Сестры между тем добрались уже до вершины песни, они перестали стесняться, чувствовали себя правыми и свободными, и в позах их, и в непроизвольных редких движениях сквозил пусть наивный, но истинный артистизм.
– Уф! – с облегчением перевела дух Лизавета Ивановна. – Правильно, Маша, в русском хоре петь никаких сил не хватит, здоровье надо иметь кониное. Зато душе облегчение, будто кино хорошее посмотрела, поплакала в темноте... Слушай, Клав! – Необычный энтузиазм вдруг овладел ею. – Помнишь, когда-то на демонстрации пели, еще до войны? – И, не дожидаясь ответа, завела с веселым упоением, то ли наивности текста радуясь, то ли своим воспоминаниям: – А ну-ка, девушки, а ну, красавицы! Пускай поет о вас страна!
Клава и тут не отстала, вплелась в сильный голос сестры своим богатым оттенками и модуляциями голосом, а оттого, что ни разу не сбились они в словах, стало понятным, что семейный этот концерт – дело нередкое и не приходом гостей объяснимое, а всем образом сложившейся здесь жизни.

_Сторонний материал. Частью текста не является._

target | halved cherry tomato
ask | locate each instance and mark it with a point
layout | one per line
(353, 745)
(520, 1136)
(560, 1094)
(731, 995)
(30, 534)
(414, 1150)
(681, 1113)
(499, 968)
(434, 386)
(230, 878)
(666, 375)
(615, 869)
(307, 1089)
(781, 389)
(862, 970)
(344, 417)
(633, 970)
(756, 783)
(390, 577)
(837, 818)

И еще Тебенев подумал о том, что эпоха не проходит совсем, не исчезает в потоке быстротекущего, изменчивого быта до той поры, пока поются ее песни, пока существуют они в памяти на правах не подлежащего переоценке духовного имущества, в котором время отразилось с еще более неподражаемой конкретностью, чем в некоторых материальных предметах, в тех же самых слониках на комоде, к примеру, или же в шитых болгарским крестом дорожках, постеленных поперек кровати.
Клава, которая все это время безропотно подчинялась всем начинаниям сестры, бросая на гостей и в особенности на Артура стеснительные взгляды, теперь и сама вошла во вкус пения, раскраснелась, от виноватой скованности не осталось и следа, наоборот, в движениях ее и в блеске глаз проскользнула вдруг забытая, с трудом угадываемая своенравность.
– А вот мы еще с тобой одну давно не пели, – сказала она сестре и с намеком прищурилась.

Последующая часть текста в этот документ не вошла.